To determine whether a claim is barred by res judicata, California employs the primary rights test under which "the significant factor is the harm suffered, and that the same facts are involved in both suits is not conclusive." Friedman Professional Management Co., Inc. v. Norcal Mut. Ins. Co., 120 Cal.App.4th 17, 28 (2004) quoting Agarwal v. Johnson, 25 Cal.3d 932, 954 (1979). "[T]he 'cause of action' is based upon the harm suffered, as opposed to the particular theory asserted by the litigant. Even where there are multiple legal theories upon which recovery might be predicated, one injury gives rise to only one claim for relief." Boeken v. Philip Morris USA, Inc., 48 Cal.4th 788, 798 (2010) (citations omitted). "[A] primary factor... is whether the record in the former proceeding adequately reflects the issues actually litigated and decided in that proceeding." Pitzen, 120 Cal.App.4th at 1384.

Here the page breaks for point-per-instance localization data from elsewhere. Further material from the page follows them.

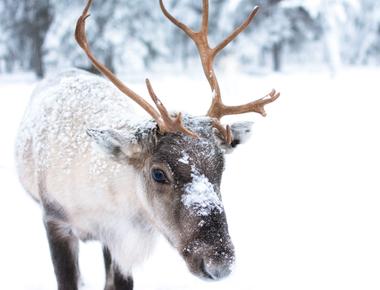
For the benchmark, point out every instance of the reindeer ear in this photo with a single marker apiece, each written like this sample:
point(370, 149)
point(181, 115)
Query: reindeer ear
point(241, 132)
point(120, 147)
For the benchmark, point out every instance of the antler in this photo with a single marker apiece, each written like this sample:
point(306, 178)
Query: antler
point(207, 54)
point(165, 122)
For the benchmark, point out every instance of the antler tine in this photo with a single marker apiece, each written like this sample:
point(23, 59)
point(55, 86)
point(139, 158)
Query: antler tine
point(169, 124)
point(165, 122)
point(204, 25)
point(207, 54)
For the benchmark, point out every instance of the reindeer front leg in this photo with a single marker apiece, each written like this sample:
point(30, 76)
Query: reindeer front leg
point(64, 254)
point(114, 279)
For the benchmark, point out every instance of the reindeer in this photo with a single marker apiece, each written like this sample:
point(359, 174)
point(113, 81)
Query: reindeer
point(101, 173)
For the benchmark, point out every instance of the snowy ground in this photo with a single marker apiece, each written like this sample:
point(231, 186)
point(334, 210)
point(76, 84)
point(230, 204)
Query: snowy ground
point(302, 197)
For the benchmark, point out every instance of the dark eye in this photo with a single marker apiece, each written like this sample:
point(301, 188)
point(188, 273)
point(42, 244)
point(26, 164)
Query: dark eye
point(159, 176)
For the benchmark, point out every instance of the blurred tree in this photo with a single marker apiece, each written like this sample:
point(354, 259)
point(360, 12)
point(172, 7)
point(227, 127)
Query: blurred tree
point(26, 22)
point(134, 35)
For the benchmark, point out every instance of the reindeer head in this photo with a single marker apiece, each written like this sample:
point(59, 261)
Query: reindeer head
point(181, 159)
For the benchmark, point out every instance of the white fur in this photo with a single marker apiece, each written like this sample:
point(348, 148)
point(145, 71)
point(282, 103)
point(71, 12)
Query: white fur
point(57, 163)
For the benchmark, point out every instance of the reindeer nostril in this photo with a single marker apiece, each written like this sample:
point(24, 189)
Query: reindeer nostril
point(215, 271)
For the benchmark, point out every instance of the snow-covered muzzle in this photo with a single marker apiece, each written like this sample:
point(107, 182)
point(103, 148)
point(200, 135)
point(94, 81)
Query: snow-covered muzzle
point(209, 253)
point(182, 194)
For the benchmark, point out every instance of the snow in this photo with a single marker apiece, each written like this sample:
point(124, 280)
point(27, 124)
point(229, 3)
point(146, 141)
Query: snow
point(302, 196)
point(184, 158)
point(200, 196)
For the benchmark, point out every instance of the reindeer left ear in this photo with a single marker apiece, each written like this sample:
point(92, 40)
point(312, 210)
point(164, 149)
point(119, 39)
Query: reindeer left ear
point(120, 147)
point(241, 132)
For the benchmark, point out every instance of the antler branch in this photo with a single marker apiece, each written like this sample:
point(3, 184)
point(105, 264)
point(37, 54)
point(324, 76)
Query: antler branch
point(207, 54)
point(165, 122)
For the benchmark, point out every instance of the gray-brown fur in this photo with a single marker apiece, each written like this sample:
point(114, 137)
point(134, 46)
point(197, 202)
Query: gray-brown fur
point(92, 172)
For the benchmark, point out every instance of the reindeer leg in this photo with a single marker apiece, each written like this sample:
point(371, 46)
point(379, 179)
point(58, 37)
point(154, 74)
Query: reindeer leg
point(64, 253)
point(115, 280)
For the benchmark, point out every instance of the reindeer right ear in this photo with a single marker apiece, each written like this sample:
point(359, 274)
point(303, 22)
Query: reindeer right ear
point(120, 147)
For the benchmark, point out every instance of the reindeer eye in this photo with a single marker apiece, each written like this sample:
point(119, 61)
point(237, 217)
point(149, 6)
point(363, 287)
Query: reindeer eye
point(159, 176)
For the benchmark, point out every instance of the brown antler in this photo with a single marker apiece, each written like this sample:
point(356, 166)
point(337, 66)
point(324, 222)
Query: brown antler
point(165, 122)
point(207, 54)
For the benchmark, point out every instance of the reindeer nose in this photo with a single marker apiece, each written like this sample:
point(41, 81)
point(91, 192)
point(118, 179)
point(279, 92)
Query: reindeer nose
point(216, 271)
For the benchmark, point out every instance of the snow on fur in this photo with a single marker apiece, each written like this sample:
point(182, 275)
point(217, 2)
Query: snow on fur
point(201, 196)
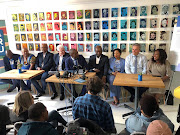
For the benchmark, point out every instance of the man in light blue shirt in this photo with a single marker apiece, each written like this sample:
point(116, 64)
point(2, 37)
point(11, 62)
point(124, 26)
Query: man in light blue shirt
point(135, 63)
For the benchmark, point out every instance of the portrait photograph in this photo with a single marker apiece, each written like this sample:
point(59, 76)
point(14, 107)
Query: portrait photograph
point(72, 25)
point(64, 26)
point(123, 47)
point(133, 11)
point(18, 46)
point(41, 16)
point(143, 23)
point(80, 36)
point(105, 36)
point(16, 27)
point(105, 12)
point(56, 26)
point(14, 18)
point(152, 35)
point(123, 24)
point(114, 12)
point(165, 9)
point(28, 16)
point(88, 25)
point(143, 11)
point(87, 14)
point(113, 24)
point(57, 36)
point(71, 14)
point(48, 15)
point(21, 17)
point(152, 47)
point(154, 9)
point(88, 47)
point(124, 36)
point(79, 14)
point(95, 13)
point(63, 15)
point(105, 24)
point(80, 47)
point(153, 23)
point(105, 48)
point(133, 36)
point(56, 15)
point(124, 11)
point(133, 23)
point(79, 25)
point(96, 25)
point(50, 37)
point(142, 36)
point(30, 37)
point(114, 36)
point(73, 36)
point(35, 27)
point(96, 36)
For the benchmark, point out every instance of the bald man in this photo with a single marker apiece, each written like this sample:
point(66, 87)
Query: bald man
point(44, 61)
point(99, 63)
point(10, 62)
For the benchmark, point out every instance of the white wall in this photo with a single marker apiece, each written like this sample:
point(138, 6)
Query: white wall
point(56, 5)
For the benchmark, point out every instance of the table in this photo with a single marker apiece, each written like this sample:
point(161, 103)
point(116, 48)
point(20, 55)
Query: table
point(13, 74)
point(149, 81)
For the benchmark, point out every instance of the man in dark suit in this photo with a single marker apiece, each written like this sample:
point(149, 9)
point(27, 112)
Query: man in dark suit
point(99, 63)
point(59, 64)
point(44, 61)
point(10, 62)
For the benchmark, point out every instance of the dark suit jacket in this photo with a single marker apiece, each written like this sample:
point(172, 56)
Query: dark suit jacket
point(103, 65)
point(69, 63)
point(48, 61)
point(7, 63)
point(56, 61)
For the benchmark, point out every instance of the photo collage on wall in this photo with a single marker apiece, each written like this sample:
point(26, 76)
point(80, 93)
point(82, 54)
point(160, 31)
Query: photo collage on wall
point(121, 27)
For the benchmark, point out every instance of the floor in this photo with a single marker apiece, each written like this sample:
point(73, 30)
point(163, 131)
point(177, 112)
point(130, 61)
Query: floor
point(170, 111)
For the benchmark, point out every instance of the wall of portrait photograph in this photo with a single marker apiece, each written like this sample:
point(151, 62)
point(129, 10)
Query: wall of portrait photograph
point(82, 27)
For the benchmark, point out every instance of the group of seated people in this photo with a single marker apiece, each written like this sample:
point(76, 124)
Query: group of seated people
point(106, 69)
point(148, 118)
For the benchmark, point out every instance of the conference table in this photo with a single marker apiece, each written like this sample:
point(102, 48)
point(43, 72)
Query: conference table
point(26, 75)
point(131, 80)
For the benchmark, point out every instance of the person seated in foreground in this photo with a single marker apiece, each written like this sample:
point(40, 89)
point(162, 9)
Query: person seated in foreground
point(147, 112)
point(37, 123)
point(92, 107)
point(158, 127)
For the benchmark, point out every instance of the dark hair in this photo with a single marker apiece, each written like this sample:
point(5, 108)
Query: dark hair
point(94, 85)
point(149, 105)
point(35, 111)
point(117, 49)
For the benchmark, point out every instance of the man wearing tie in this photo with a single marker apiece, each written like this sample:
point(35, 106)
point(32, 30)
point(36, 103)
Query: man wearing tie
point(135, 63)
point(44, 61)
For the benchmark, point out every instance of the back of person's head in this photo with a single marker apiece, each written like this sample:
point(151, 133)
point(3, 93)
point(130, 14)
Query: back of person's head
point(158, 127)
point(38, 112)
point(94, 85)
point(148, 105)
point(23, 101)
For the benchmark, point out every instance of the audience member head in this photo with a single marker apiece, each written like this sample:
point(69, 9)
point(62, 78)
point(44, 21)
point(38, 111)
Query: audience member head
point(136, 49)
point(38, 112)
point(23, 101)
point(9, 54)
point(148, 105)
point(94, 85)
point(117, 53)
point(98, 51)
point(158, 127)
point(73, 53)
point(159, 56)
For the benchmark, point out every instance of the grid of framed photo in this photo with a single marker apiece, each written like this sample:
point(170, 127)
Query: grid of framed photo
point(151, 26)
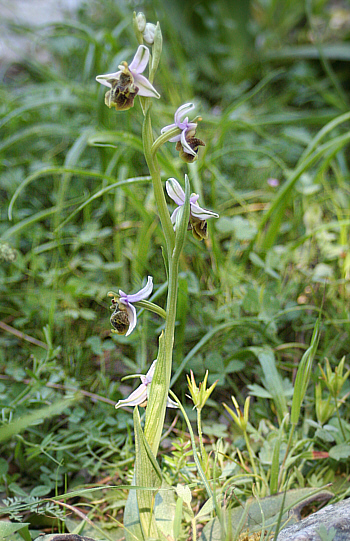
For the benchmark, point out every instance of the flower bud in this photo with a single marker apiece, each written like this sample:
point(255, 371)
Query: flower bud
point(148, 33)
point(141, 21)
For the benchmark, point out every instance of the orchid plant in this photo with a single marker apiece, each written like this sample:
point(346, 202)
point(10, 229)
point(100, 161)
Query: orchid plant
point(124, 85)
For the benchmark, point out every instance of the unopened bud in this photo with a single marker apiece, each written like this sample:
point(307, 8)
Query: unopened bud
point(149, 32)
point(141, 21)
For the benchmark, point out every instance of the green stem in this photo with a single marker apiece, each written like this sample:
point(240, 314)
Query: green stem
point(200, 435)
point(152, 162)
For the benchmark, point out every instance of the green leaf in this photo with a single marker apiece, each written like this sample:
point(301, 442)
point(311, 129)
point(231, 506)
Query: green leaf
point(340, 452)
point(303, 375)
point(147, 474)
point(272, 380)
point(9, 528)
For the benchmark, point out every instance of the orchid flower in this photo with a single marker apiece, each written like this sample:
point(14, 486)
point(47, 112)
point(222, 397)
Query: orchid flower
point(139, 397)
point(126, 83)
point(198, 216)
point(186, 143)
point(124, 317)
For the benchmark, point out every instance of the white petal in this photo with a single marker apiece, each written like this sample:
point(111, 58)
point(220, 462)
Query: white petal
point(182, 111)
point(103, 79)
point(202, 214)
point(144, 86)
point(175, 191)
point(185, 145)
point(168, 127)
point(137, 397)
point(131, 311)
point(173, 216)
point(143, 293)
point(140, 60)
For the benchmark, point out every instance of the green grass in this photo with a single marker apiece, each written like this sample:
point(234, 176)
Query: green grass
point(79, 220)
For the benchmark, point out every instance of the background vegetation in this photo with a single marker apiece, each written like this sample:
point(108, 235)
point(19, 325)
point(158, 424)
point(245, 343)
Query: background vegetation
point(271, 82)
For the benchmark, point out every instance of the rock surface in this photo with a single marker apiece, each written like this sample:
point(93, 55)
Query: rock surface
point(332, 523)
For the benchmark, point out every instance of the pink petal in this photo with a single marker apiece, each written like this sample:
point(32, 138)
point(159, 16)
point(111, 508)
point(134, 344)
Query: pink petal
point(182, 111)
point(202, 214)
point(140, 60)
point(175, 191)
point(131, 311)
point(185, 145)
point(104, 78)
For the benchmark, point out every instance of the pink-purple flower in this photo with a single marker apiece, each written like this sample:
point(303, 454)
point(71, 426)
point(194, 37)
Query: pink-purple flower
point(186, 142)
point(139, 397)
point(198, 216)
point(124, 318)
point(126, 83)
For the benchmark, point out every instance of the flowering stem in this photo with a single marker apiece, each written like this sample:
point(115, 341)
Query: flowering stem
point(164, 139)
point(204, 455)
point(152, 162)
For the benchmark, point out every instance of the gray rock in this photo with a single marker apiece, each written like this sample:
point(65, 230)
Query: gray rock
point(332, 523)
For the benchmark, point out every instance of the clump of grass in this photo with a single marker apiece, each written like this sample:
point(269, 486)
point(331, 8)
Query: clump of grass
point(278, 255)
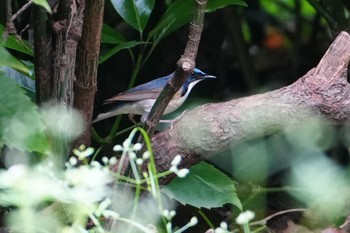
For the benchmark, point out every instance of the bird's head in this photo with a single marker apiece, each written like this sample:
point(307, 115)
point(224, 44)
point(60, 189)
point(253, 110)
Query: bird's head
point(195, 77)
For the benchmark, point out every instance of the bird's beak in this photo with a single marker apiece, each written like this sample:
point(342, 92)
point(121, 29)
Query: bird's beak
point(208, 76)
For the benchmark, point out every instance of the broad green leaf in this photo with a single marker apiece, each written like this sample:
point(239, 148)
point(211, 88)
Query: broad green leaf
point(44, 4)
point(126, 45)
point(204, 187)
point(15, 43)
point(20, 124)
point(180, 12)
point(6, 59)
point(111, 36)
point(134, 12)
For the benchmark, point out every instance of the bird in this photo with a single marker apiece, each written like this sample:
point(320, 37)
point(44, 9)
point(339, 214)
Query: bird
point(140, 99)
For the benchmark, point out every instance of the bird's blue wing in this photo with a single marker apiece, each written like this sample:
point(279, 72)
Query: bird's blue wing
point(148, 90)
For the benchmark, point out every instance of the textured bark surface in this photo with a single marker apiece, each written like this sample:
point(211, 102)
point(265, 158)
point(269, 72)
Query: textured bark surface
point(86, 66)
point(323, 93)
point(67, 33)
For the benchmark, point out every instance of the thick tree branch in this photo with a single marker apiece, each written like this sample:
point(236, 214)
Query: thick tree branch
point(42, 55)
point(323, 93)
point(68, 31)
point(86, 66)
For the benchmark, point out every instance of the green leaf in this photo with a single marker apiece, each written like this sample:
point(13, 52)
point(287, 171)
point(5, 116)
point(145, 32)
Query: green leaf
point(20, 124)
point(134, 12)
point(204, 187)
point(126, 45)
point(111, 36)
point(12, 42)
point(6, 59)
point(180, 12)
point(44, 4)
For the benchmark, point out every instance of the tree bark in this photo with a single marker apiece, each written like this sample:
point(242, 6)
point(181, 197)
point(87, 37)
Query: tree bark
point(208, 129)
point(86, 66)
point(67, 33)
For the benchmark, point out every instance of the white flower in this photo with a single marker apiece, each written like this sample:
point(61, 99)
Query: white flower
point(245, 217)
point(113, 161)
point(118, 148)
point(182, 172)
point(137, 146)
point(146, 155)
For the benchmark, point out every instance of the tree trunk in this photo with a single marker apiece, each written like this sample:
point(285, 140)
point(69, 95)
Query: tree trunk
point(322, 93)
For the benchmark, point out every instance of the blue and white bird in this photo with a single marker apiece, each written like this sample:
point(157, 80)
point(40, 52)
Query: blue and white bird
point(140, 99)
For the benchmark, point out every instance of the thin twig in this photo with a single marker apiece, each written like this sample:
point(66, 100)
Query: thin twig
point(10, 27)
point(185, 66)
point(21, 10)
point(264, 221)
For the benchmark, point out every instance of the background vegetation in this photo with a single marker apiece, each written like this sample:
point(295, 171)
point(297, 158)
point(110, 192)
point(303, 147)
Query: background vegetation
point(45, 186)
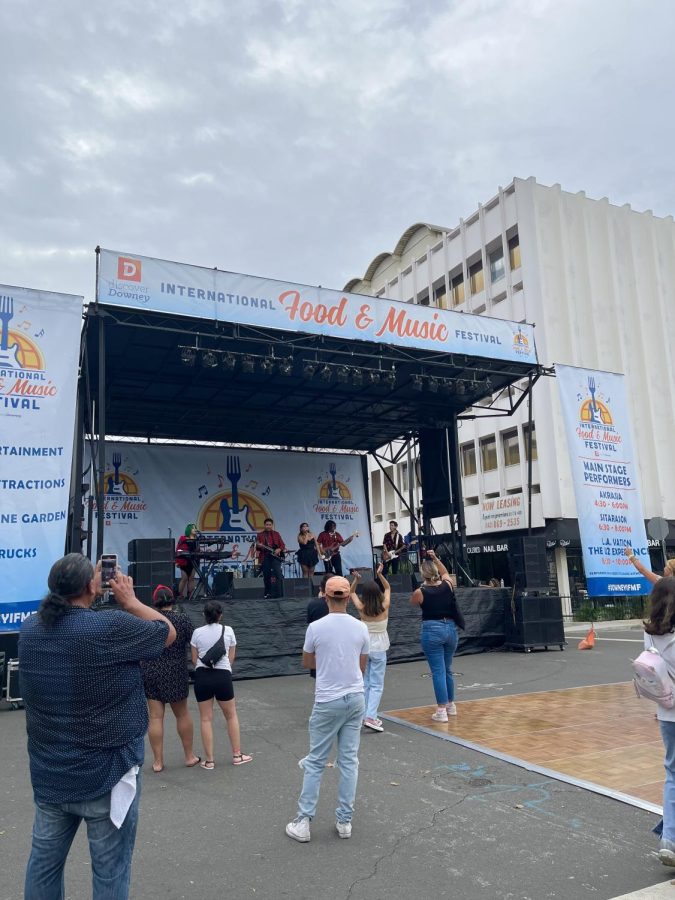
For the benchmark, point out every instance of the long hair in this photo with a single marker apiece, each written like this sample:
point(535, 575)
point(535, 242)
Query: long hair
point(68, 579)
point(372, 599)
point(661, 609)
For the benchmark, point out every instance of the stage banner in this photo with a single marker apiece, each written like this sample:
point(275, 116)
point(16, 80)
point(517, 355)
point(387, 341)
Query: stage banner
point(39, 348)
point(606, 482)
point(155, 490)
point(141, 282)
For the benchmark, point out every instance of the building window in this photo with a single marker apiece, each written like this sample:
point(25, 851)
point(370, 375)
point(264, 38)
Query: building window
point(514, 252)
point(476, 280)
point(526, 429)
point(497, 270)
point(468, 453)
point(488, 453)
point(511, 447)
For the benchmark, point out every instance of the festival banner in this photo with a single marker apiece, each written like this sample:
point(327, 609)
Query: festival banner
point(606, 481)
point(141, 282)
point(155, 490)
point(39, 348)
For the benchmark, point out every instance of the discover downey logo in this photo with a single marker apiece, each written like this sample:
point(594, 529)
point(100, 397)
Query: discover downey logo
point(128, 269)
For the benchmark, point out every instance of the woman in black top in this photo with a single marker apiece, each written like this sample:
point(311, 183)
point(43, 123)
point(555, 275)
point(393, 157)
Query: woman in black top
point(440, 619)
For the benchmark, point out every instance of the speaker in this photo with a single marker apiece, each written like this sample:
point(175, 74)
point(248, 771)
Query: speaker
point(151, 550)
point(434, 468)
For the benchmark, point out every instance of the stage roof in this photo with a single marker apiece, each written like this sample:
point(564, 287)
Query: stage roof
point(152, 393)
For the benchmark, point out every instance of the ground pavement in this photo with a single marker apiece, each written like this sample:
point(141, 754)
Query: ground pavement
point(433, 819)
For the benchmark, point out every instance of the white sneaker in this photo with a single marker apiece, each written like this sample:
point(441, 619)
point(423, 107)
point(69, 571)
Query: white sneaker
point(298, 829)
point(344, 829)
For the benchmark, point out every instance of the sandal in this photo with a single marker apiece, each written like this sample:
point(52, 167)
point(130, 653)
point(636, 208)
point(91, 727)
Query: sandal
point(239, 759)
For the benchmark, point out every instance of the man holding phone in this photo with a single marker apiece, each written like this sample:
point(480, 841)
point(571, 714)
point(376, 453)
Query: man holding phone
point(86, 719)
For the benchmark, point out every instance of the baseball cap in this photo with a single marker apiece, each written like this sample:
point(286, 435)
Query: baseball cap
point(337, 587)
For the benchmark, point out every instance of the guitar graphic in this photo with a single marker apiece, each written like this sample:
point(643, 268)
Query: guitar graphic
point(234, 519)
point(9, 356)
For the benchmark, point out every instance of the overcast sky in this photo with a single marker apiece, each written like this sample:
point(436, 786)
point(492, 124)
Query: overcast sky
point(298, 139)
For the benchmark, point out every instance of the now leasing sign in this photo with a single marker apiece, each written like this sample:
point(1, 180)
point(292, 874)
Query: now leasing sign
point(141, 282)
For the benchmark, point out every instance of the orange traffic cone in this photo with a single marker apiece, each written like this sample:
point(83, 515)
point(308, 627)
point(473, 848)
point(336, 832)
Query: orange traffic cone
point(588, 642)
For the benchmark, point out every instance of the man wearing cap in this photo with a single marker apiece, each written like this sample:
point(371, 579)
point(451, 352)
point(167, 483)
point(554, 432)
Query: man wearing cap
point(337, 647)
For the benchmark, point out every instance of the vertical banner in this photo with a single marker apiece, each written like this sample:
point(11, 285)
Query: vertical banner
point(606, 483)
point(39, 347)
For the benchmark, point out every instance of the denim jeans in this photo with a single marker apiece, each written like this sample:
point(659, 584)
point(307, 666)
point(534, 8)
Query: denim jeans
point(373, 681)
point(668, 736)
point(439, 642)
point(111, 848)
point(339, 719)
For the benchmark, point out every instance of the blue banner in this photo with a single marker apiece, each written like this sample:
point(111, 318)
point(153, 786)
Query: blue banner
point(606, 481)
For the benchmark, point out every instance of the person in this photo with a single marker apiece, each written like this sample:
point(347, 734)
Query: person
point(440, 619)
point(659, 632)
point(186, 544)
point(271, 547)
point(216, 682)
point(330, 541)
point(86, 720)
point(373, 607)
point(337, 647)
point(668, 571)
point(165, 680)
point(308, 554)
point(392, 545)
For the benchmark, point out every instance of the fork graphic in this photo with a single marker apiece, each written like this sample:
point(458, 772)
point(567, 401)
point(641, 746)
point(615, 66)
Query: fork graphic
point(6, 313)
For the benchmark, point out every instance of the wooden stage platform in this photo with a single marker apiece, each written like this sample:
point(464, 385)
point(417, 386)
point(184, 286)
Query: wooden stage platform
point(602, 737)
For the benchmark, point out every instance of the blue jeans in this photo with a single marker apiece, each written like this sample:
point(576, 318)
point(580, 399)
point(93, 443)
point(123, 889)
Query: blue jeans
point(668, 736)
point(111, 848)
point(439, 642)
point(373, 681)
point(339, 719)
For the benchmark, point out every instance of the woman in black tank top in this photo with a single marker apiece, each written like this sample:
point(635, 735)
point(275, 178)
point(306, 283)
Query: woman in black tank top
point(440, 619)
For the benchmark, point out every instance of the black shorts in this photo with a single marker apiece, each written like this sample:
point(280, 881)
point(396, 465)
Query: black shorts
point(210, 683)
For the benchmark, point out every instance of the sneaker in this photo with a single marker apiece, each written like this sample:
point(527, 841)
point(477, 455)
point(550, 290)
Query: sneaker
point(298, 829)
point(374, 724)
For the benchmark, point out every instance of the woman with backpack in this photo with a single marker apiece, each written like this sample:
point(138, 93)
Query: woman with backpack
point(213, 650)
point(660, 634)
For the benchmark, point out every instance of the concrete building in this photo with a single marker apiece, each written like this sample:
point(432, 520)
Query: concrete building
point(598, 281)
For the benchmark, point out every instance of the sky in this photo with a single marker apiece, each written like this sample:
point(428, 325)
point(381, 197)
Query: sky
point(298, 139)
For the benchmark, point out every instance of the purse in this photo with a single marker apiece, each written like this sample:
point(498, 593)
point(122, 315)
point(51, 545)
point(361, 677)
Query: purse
point(215, 653)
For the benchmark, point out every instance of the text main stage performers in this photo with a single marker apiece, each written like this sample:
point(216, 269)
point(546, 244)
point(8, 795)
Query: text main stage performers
point(271, 547)
point(330, 542)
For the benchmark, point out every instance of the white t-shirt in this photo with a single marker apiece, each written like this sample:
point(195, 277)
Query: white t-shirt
point(338, 641)
point(205, 637)
point(661, 641)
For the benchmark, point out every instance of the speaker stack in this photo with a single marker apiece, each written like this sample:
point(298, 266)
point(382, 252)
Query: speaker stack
point(151, 562)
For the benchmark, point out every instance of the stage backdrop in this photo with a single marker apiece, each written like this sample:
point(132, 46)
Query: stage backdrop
point(154, 490)
point(606, 482)
point(39, 346)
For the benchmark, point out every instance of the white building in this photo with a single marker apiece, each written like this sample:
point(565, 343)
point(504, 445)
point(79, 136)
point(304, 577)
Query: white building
point(598, 281)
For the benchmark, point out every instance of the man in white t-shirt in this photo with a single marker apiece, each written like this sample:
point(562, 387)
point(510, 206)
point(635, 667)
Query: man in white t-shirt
point(337, 647)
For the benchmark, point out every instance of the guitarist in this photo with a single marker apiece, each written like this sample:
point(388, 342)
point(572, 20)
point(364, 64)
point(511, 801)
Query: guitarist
point(330, 542)
point(393, 546)
point(270, 546)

In the small claims case, Plaintiffs sought recovery of a wrongfully withheld security deposit pursuant to California Civil Code § 1950.5, which provides for actual damages, statutory damages, and "bad faith" damages. Cal. Civ. Code § 1950.5 (l).*fn1 The harm suffered was financial and Plaintiffs' primary right was to proper security deposit accounting by their landlord. In the present case, Plaintiffs seek damages pursuant to the FDCPA and Rosenthal Act for Defendants' alleged wrongful conduct in collecting additional move-out debts allegedly owed by Plaintiffs. The harm suffered is emotional distress and Plaintiffs' primary right is freedom from illegal debt collection practices. The small claims case and the present case allege separate harms suffered and involve separate primary rights.

California Civil Code § 1950.5 requires timely and accurate accounting of tenant security deposits, but does not regulate collection efforts. The records submitted by Defendants do not reflect which issues were actually litigated in the small claims court case beyond Plaintiff's claim pursuant to California Civil Code § 1950.5 and request for damages permissible under that statute. Defendants fail to show any "record in the former proceeding [that] adequately reflects the issues actually litigated and decided in that proceeding." Pitzen, 120 Cal.App.4th at 1384. Defendants fail to show that "[a] claim or issue raised in the present action is identical to a claim or issue litigated in a prior proceeding." Id. at 1381. Accordingly, Defendant's motion to dismiss is denied.

CONCLUSION

IT IS HEREBY ORDERED that the Motion to Dismiss filed by Defendants Willmark Communities, Inc. and Prominence Willmark Communities, Inc. (ECF No. 10) is DENIED.